RTX 3080 12GB, CUDA 12.1, sm 8.6, driver 531.79, Visual Studio 2022 17.5.5
I have two versions of the same function, with inlining and without:
functions.cuh:
__device__ __forceinline__ void _foo(...)
{
// full body, lots of stuff
...
}
__device__ __noinline__ void _foo_noinline(...);
functions.cu:
__device__ __noinline__ void _foo_noinline(...)
{
_foo(...);
}
PTX says:
1>ptxas info : Function properties for _Z17_foo_...
1> 0 bytes stack frame, 0 bytes spill stores, 0 bytes spill loads
I’m using it in function ‘RenderGeometryVolume’ (in other unit).
RenderGeometryVolume has maxDynamicSharedSizeBytes set to 65536 bytes (with maximum shared memory per block, opt-in, 101376).
Block is 1024 threads big.
When I use inline version of the foo in RenderGeometryVolume, PTX info looks like this (release):
1>ptxas info : Compiling entry function '_Z27Kernel_RenderGeometryVolume35SKernel_RenderGeometryVolume_Params' for 'sm_86'
1>ptxas info : Function properties for _Z27Kernel_RenderGeometryVolume35SKernel_RenderGeometryVolume_Params
1> 496 bytes stack frame, 0 bytes spill stores, 0 bytes spill loads
1>ptxas info : Used 97 registers, 364 bytes cmem[0]
As my block is 1024 threads big, 97 > 64, obviously I get “Too many resources requested for launch”.
When I use “noinline” version, PTX info looks like this (release):
1>ptxas info : Compiling entry function '_Z27Kernel_RenderGeometryVolume35SKernel_RenderGeometryVolume_Params' for 'sm_86'
1>ptxas info : Function properties for _Z27Kernel_RenderGeometryVolume35SKernel_RenderGeometryVolume_Params
1> 368 bytes stack frame, 0 bytes spill stores, 0 bytes spill loads
1>ptxas info : Used 47 registers, 364 bytes cmem[0]
47 < 64, nice. But I’m still getting “Too many resources requested for launch”!
Why?
So, as an experiment, I add to the ‘render.cu’ unit a function:
__device__ __noinline__ void _foo_forvolume(...)
{
_foo_noinline(...);
}
PTX (release):
1>ptxas info : Function properties for _Z18_foo...
1> 16 bytes stack frame, 8 bytes spill stores, 8 bytes spill loads
1>ptxas info : Compiling entry function '_Z27Kernel_RenderGeometryVolume35SKernel_RenderGeometryVolume_Params' for 'sm_86'
1>ptxas info : Function properties for _Z27Kernel_RenderGeometryVolume35SKernel_RenderGeometryVolume_Params
1> 304 bytes stack frame, 0 bytes spill stores, 0 bytes spill loads
1>ptxas info : Used 36 registers, 364 bytes cmem[0]
Now it’s 36.
All I did is wrap ‘noinline’ version in ‘noinline’ function, but somehow number or registers used changed.

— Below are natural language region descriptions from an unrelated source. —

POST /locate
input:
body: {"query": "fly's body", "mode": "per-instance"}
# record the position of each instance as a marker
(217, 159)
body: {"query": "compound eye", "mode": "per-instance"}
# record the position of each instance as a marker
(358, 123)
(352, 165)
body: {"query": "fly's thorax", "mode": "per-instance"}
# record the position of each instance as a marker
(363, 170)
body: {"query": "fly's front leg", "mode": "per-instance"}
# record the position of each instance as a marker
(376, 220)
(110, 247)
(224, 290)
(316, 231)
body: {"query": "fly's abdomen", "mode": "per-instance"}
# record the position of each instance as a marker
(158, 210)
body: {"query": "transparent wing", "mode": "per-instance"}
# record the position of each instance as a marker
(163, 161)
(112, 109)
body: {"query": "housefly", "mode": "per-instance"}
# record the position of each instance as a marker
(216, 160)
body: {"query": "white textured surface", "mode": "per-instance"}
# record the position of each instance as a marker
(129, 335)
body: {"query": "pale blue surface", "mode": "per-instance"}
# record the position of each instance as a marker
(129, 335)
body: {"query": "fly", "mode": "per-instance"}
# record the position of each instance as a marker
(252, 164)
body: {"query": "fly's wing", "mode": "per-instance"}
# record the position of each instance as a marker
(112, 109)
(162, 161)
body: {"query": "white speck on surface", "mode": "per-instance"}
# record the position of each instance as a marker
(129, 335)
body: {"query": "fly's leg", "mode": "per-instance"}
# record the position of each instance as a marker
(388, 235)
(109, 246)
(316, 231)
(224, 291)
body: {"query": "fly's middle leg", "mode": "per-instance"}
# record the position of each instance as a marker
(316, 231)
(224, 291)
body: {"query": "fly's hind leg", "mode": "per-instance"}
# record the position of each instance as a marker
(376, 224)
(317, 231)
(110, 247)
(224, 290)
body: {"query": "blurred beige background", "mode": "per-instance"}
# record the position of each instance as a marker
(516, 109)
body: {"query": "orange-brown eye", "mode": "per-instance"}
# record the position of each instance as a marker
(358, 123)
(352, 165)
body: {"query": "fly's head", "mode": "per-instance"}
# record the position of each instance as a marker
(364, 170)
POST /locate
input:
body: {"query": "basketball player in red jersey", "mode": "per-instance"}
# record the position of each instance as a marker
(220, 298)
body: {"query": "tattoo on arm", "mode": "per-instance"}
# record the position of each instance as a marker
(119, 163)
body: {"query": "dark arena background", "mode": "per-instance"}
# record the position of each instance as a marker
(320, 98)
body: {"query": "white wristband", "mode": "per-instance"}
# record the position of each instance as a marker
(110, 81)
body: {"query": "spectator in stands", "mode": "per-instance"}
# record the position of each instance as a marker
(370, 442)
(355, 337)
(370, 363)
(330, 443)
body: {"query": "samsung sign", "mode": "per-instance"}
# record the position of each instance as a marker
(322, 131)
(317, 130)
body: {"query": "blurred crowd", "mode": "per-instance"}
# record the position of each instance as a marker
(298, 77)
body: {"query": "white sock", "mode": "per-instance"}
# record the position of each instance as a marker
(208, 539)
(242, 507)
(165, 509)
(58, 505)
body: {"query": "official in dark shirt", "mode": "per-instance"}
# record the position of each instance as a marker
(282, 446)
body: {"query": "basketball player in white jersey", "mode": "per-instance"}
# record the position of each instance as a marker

Still getting “Too many resources requested for launch”.
Just for the full picture, debug versions:
Now PTX shows noinline version:
1>ptxas info : Function properties for _Z17_foo_noinline...
1> 3000 bytes stack frame, 176 bytes spill stores, 176 bytes spill loads
RenderGeometryVolume with inline version of foo:
1>ptxas info : Compiling entry function '_Z27Kernel_RenderGeometryVolume35SKernel_RenderGeometryVolume_Params' for 'sm_86'
1>ptxas info : Function properties for _Z27Kernel_RenderGeometryVolume35SKernel_RenderGeometryVolume_Params
1> 11312 bytes stack frame, 0 bytes spill stores, 0 bytes spill loads
1>ptxas info : Used 170 registers, 364 bytes cmem[0]
RenderGeometryVolume with noinline version (same info when using local wrapper):
1>ptxas info : Compiling entry function '_Z27Kernel_RenderGeometryVolume35SKernel_RenderGeometryVolume_Params' for 'sm_86'
1>ptxas info : Function properties for _Z27Kernel_RenderGeometryVolume35SKernel_RenderGeometryVolume_Params
1> 560 bytes stack frame, 0 bytes spill stores, 0 bytes spill loads
1>ptxas info : Used 42 registers, 364 bytes cmem[0]